Aber was die Kommission uns bislang an Transparenz bietet, das ist schon beispielhaft. Die Verhandlungspositionen der EU können alle auf der Internetseite der Generaldirektion Handel nachgelesen werden. Das Angebot wird fast jeden Tag aktualisiert. Es gibt Fragen- und Antworten-Kataloge im Netz der Kommission.
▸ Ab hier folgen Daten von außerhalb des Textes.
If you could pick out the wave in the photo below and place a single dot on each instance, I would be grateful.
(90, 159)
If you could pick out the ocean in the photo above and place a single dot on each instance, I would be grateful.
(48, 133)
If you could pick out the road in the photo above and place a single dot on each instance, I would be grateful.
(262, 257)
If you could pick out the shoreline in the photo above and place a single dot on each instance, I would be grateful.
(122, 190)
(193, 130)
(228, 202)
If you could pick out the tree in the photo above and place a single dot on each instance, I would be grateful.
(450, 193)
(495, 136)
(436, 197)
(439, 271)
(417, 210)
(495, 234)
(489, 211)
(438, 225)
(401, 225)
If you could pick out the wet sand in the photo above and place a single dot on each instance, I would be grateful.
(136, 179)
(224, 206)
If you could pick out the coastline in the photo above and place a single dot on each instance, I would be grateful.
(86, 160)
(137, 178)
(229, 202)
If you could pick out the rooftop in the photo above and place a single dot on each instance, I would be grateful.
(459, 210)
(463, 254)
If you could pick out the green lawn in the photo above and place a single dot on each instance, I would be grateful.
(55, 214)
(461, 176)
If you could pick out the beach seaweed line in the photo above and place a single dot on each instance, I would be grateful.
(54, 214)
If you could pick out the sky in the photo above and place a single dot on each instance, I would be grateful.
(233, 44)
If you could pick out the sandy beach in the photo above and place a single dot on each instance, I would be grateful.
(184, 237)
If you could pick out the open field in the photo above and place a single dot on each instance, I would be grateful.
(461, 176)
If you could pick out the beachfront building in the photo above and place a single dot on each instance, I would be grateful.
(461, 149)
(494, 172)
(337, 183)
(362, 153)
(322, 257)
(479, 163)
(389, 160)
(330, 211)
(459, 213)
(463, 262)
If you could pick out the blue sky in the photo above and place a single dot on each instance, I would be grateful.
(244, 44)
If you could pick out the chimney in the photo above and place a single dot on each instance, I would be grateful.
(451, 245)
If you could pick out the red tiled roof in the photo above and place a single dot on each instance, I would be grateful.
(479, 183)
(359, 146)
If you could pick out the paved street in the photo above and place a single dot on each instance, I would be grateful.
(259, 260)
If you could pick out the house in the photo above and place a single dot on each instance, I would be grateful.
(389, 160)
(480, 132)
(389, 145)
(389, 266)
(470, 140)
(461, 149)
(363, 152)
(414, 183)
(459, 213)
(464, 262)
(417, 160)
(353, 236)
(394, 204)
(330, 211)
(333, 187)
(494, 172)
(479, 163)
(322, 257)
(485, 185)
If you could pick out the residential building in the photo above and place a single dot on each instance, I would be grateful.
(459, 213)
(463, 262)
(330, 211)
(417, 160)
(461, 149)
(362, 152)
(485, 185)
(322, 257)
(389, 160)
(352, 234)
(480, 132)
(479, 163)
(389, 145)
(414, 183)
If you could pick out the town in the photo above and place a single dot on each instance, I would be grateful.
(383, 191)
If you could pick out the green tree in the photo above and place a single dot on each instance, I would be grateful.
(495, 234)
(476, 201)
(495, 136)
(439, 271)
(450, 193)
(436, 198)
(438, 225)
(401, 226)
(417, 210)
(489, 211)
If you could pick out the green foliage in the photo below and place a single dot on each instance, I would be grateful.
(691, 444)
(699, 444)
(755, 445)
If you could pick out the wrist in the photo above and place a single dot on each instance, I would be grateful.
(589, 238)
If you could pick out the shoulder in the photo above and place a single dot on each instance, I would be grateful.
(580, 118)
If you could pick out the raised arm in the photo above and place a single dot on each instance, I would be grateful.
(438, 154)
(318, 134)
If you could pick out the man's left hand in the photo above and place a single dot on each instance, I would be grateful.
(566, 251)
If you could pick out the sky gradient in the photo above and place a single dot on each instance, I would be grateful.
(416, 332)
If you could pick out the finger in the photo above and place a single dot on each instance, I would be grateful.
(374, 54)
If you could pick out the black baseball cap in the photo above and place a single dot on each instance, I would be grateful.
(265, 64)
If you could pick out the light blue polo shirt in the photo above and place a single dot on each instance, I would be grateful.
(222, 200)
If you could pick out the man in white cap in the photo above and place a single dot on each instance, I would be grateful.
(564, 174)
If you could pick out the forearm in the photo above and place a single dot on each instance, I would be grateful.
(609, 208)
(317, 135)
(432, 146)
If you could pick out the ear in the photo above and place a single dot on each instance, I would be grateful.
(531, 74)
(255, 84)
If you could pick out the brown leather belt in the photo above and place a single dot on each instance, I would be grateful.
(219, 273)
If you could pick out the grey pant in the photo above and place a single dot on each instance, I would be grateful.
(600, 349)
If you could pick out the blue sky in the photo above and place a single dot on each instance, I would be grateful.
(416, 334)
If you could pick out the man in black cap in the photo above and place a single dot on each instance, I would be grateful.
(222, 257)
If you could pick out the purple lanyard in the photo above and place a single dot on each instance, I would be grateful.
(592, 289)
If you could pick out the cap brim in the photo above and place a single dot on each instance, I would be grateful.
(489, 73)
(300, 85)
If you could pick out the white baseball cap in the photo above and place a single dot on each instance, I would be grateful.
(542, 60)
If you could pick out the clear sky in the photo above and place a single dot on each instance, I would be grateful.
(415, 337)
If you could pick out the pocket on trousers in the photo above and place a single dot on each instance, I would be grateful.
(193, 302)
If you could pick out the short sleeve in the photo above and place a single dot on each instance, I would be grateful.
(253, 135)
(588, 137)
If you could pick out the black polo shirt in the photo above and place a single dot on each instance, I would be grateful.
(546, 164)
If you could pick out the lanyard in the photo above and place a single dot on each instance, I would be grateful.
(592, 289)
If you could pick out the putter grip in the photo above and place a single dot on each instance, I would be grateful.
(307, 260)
Wir sind als Europäisches Parlament mit dem Handelsausschuss, mit den zuständigen Berichterstattern, regelmäßig mit den Verhandlungsführern der Kommission zusammen. Wir können im Parlament nicht sagen, wir seien nicht informiert. Die Abgeordneten haben Zugang zu allen wesentlichen Verhandlungsdokumenten. Schließlich muss das Europaparlament dem Ergebnis der Verhandlungen ja auch zustimmen.
Mögen Sie eine Prognose wagen, wann das Freihandelsabkommen unterzeichnet wird?
Das hängt von den politischen Störfeuern ab. Es wird ja alles miteinander in Verbindung gebracht, und es gibt leider vor allem von der linken Seite diese Störfeuer, beispielsweise den Versuch, die NSA-Affäre mit den Verhandlungen untrennbar in Verbindung zu setzen, obwohl das eine ganz andere Geschichte ist. Eigentlich könnte man sehr schnell sein und in ein bis zwei Jahren die ersten Ergebnisse haben. Aber wenn man jetzt blockiert und Argumente vorschiebt, die mit der Sache an sich nichts zu tun haben, dann kann das auch eine Never-Ending -Story werden.